Es ist normal, ein gewisses Maß an Beziehungsangst zu verspüren, insbesondere wenn Sie sich an einem wichtigen Punkt befinden, etwa am Anfang der Beziehung oder beim nächsten großen Schritt, etwa bei der Bitte um einen Einzug oder bei der Heirat. Wenn es jedoch außer Kontrolle gerät und die bloße Vorstellung, in einer Beziehung zu sein, Angstgefühle hervorruft, kann das ein Zeichen für Ärger sein. Es gilt in der Welt der psychischen Gesundheit nicht unbedingt als formelle Diagnose, wirkt sich jedoch auf das körperliche und emotionale Wohlbefinden derjenigen aus, die damit zu kämpfen haben. Bevor Sie sich Sorgen machen, sollten Sie wissen, dass es möglich ist, Beziehungsangst zu überwinden. Es gibt Möglichkeiten, damit umzugehen.

Wir helfen Ihnen dabei, herauszufinden, wie Sie mit Beziehungsängsten umgehen können, mit Einblicken von Beraterin Neelam Vats (zertifizierte CBT- und NLP-Praktikerin), die über mehr als zwei Jahrzehnte Erfahrung in der Unterstützung von Kindern, Jugendlichen und Erwachsenen bei der Bewältigung von Problemen im Zusammenhang mit Depressionen, Angstzuständen, zwischenmenschlichen Beziehungen und beruflichen Sorgen verfügt.

Was ist Beziehungsangst?

Eine Beziehung zu führen, zählt zu den schönsten und glücklichsten Gefühlen der Welt. Doch für manche kann sie auch ein Nährboden für Ängste sein. Ängstliche Gedanken und Gefühle können in nahezu jeder Phase einer Beziehung auftreten. Allein der Gedanke, sich zu verlieben oder mit jemandem zusammen zu sein, löst bei vielen Menschen Stress und Angst aus.

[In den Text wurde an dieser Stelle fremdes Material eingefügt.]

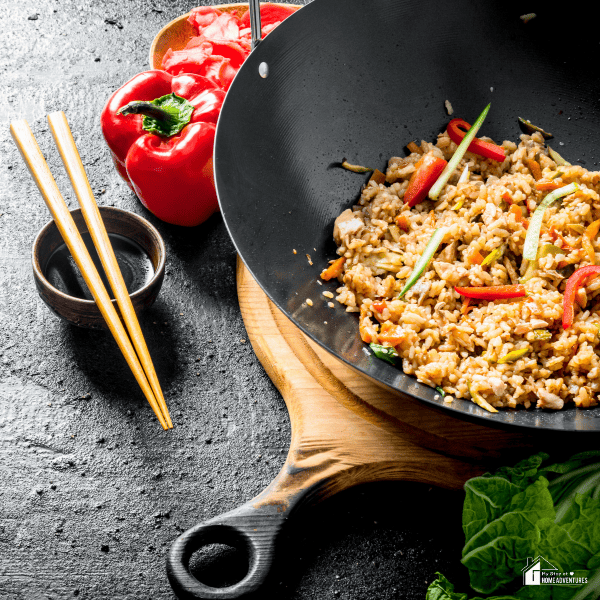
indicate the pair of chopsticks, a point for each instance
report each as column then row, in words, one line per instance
column 32, row 155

Was ist also Beziehungsangst? Nun, es ist ein ständiger Zustand übermäßiger Angst, Unsicherheit und Unsicherheit, in dem Sie sich ständig Sorgen um Ihre Beziehung machen, sich selbst oder Ihren Partner in Frage stellen, zu viel nachdenken und an Ihrem Wert zweifeln. Wer darunter leidet, neigt dazu, andere abzustoßen oder sich zu sehr anzuklammern. Zu Beginn der Beziehung zweifeln sie wahrscheinlich an ihren Gefühlen gegenüber ihren Partnern. Sie werden von Fragen geplagt wie:

  • Bin ich gut genug?
  • Was ist, wenn es nicht klappt?
  • Bin ich bei der richtigen Person? 
  • Liebt mich mein Partner?
  • Möchte ich tatsächlich in dieser Beziehung sein?
  • Liebe ich ihn genug?
  • Sind wir kompatibel genug, um gemeinsam eine Zukunft aufzubauen?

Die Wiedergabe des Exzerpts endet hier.